Alcune persone giungono alla conclusione che se non riesci a
trovare una madre puoi sempre essere una madre. Ma, non puoi
essere davvero una madre fino a quando non smetti di essere un
bambino”. La White ha una sensibilità indipendente e non si
preoccupa mai di esprimere dettagli morali per riuscire a
compensare l’assoluto sconforto del destino riservato ai suoi
personaggi. La regia diviene l’attuazione di un processo mimetico
totalizzante verso la definizione di un realismo senza aberrazioni
estetiche di patina o ti cronaca: lo svolgersi interpretativo
della recitazione rimane sempre il centro della visione,
assecondato perentoriamente nei tempi, nelle reazioni,
nell’inammissibilità di una qualche ragione, e l’incedere del
dramma non offre alcuna pausa di modulazione, quasi ad azzerare i
limiti e i doveri della costruzione narrativa e offrire un
frammento di vita puro e violento, all’interno di un percorso di
formazione di cui si può solamente cercare di intuire uno dei
possibili esiti.
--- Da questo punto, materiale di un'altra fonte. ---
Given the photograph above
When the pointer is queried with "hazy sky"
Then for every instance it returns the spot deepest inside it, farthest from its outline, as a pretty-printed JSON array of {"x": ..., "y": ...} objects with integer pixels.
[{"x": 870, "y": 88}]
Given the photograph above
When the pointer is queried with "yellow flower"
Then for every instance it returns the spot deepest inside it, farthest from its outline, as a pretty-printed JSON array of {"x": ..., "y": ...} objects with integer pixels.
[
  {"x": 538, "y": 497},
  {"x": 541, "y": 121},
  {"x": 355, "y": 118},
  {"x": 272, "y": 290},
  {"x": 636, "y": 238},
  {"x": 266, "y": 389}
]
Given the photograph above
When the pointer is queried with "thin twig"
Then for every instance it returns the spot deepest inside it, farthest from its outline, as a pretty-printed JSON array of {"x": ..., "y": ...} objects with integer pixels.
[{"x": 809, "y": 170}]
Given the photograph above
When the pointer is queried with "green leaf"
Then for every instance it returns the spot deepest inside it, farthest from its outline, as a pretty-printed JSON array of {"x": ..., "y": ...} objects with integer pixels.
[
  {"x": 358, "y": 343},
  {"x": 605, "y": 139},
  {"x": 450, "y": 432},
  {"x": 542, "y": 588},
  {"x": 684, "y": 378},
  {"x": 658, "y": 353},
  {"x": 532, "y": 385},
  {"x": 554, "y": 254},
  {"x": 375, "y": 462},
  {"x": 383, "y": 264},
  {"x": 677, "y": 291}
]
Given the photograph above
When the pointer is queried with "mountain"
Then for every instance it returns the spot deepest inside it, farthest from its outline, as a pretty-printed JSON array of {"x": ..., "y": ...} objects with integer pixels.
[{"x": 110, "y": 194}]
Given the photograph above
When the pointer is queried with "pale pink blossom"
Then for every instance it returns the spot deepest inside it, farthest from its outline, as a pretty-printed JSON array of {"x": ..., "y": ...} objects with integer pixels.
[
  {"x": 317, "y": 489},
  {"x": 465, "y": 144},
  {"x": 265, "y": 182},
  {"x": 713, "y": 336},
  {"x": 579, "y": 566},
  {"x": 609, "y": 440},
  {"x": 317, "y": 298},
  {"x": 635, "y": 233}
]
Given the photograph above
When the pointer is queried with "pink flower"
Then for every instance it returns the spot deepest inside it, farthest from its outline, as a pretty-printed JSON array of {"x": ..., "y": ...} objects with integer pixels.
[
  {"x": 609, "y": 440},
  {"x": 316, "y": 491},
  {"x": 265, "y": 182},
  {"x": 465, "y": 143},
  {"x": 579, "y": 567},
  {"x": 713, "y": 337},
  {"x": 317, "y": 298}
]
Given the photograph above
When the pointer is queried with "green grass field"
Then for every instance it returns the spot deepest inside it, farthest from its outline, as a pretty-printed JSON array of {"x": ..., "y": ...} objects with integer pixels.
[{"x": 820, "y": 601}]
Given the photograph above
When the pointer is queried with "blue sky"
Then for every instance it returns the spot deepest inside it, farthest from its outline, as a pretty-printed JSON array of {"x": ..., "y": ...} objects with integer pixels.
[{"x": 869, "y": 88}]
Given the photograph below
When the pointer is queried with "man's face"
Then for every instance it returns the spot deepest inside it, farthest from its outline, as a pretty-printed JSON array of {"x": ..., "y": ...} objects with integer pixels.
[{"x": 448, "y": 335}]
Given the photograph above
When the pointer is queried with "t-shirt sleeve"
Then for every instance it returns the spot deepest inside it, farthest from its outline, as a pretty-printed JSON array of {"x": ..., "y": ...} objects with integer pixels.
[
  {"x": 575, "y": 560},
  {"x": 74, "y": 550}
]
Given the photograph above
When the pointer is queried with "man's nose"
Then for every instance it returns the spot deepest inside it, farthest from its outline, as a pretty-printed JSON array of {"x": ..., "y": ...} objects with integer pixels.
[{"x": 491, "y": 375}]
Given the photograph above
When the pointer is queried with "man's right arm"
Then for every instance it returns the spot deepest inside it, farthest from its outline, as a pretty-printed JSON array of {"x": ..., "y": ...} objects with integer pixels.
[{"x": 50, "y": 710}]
Film interamente declinato al femminile, ma non
per questo riconducibile a tonalità pastello o intensità smorzate,
e anzi dall’audacia descrittiva e dalla sensibile spudoratezza
assai difficilmente rintracciabili in gran parte del cinema
presente comunemente nelle sale. Crackie è il termine utilizzato
per indicare il bastardino a cui si lega ossessivamente la giovane
protagonista. Elemento alterante, in grado di far emergere ancor
di più gli equilibri corrotti nelle relazioni umane, figlio
dell’ambiente malsano e degradato che l’ha partorito, e destinato
alla tragica follia condotta dall’incomunicabilità emotiva di cui
si circonda un’umanità ai limiti del collasso.